The current design makes our system untestable! Which is a really bad thing.
How to fix the untestable system?
The solution is simple — it’s called Separation of Concerns, and is implemented in the Single Responsibility Principle (SRP). Currently, our module is mixing two concerns — on one hand, it is concerned with obtaining the current time, while on the other hand it is also concerned with calculating the correct discount based on the current time.
That’s a bad design. Those two concerns must be separated. Once we do that, we will end up with a module that is responsible for only one thing — calculating the correct discount based on the current time.
How does that module know what is the current time? Simple — the system passes the correct time as a value (usually that passing of the value is called sending a parameter, or an argument).
We now have to modify our original test. Now the test has the responsibility to fabricate the time specified by the business policy rule.
How will the test accomplish that? Will we make the test code call the system clock? What do you think?
No, we shouldn’t do that. It would only replicate the original problem (this time reshuffling it from the shipping code to the code written in the test).
Instead of repeating the same mistake, the test should simply provide a premeditated value. Say for instance, the test may declare that current time is 9:00 o’clock. Or any other time earlier than the noon time (12:00 o’clock).
Now the test will just send that value into the module under test, and the test will always pass, regardless of the environmental conditions.

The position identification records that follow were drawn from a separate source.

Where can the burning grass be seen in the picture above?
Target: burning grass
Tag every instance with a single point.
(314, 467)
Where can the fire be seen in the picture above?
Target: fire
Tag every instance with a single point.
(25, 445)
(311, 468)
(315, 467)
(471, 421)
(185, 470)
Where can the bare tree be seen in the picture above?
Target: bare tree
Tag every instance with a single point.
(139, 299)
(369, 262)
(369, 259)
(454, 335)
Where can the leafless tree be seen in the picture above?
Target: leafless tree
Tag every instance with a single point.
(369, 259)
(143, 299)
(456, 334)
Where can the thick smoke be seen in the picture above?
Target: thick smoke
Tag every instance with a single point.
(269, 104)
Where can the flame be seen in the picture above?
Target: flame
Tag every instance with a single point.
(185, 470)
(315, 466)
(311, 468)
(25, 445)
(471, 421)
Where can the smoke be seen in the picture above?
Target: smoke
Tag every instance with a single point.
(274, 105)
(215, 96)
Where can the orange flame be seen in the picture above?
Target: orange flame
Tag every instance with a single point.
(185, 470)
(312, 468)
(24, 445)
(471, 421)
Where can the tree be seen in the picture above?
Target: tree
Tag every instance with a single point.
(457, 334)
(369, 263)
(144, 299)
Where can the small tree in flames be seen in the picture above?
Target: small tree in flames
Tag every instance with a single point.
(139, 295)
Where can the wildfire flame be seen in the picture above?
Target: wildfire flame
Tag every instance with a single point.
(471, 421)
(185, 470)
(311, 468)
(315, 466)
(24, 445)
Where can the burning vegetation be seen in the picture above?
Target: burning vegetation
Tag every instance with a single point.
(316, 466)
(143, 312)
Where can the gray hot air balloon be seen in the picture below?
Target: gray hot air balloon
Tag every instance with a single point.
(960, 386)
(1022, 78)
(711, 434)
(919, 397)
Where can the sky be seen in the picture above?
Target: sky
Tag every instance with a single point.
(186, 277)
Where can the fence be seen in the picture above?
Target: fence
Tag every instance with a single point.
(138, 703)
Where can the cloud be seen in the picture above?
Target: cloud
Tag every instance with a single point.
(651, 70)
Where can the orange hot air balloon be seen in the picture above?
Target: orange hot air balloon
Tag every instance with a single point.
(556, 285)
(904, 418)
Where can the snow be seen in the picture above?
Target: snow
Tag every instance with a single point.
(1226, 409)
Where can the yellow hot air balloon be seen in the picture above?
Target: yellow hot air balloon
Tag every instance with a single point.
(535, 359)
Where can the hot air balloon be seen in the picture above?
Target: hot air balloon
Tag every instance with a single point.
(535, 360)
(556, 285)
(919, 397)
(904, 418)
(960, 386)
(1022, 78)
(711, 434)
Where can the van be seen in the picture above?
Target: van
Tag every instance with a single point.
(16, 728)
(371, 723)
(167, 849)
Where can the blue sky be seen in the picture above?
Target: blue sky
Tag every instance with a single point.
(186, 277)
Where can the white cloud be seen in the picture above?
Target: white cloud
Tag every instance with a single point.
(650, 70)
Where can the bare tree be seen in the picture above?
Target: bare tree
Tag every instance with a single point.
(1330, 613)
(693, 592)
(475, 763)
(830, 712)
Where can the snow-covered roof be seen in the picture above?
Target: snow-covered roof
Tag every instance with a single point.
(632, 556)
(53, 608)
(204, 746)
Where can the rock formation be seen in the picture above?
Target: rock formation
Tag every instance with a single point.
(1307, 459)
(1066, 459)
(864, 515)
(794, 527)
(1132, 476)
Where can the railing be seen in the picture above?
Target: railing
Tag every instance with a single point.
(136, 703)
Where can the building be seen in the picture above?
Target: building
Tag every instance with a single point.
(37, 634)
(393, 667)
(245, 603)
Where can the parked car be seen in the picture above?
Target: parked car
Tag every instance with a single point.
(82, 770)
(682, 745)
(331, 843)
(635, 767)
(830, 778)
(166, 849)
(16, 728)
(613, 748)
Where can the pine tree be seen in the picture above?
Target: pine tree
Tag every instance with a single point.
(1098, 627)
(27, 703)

Why is database a hidden input?
Database is an instance of an auxiliary storage. As such, it must be accessed by the application across the so called I/O boundary (Input/Output boundary). Because database is outside of the application that we’re building, it becomes a globally shared resource. Other applications can also access that same database. Because of that, the database becomes a storage of the globally shared mutable state.
It is customary that software applications depend heavily on accessing databases. That habit is potentially very worrisome, because as soon as we have globally shared mutable state, we open our processing logic to all kinds of race conditions. And race conditions are never good, because such conditions can potentially corrupt the validity of the stored data. Which is a situation we often call a bug, or a defect.
OK, cool, got that, but what about this hidden input issue? Well, same as with the system clock that we described in the above analysis, database is a commodity layer containing information which is liable to change. If we create a test that specifies certain expectations based on the values stored in the database, those values are liable to change. When that happens, tests that used to pass will suddenly start failing.
Same as with the system clock, instead of designing our system to rely on the hidden input from the database, we should separate the concerns in our code and craft a module that implements a Single Responsibility Principle (SRP). That module will only be concerned with processing the received values. It will not care whence those values came from — maybe those values came from a database, maybe they came from some resource on the network, maybe they came from a file in the file system, don’t matter. The important thing is that the values are here, and those values must now be processed.
When we design our system like that, we will deliver a deterministic system that is immune to environmental conditions. System configuration may change, still our code that is responsible for processing business policy rules is blissfully ignorant of those changes. That apathy for what’s going on outside of the business domain makes our system very robust, flexible, and resilient.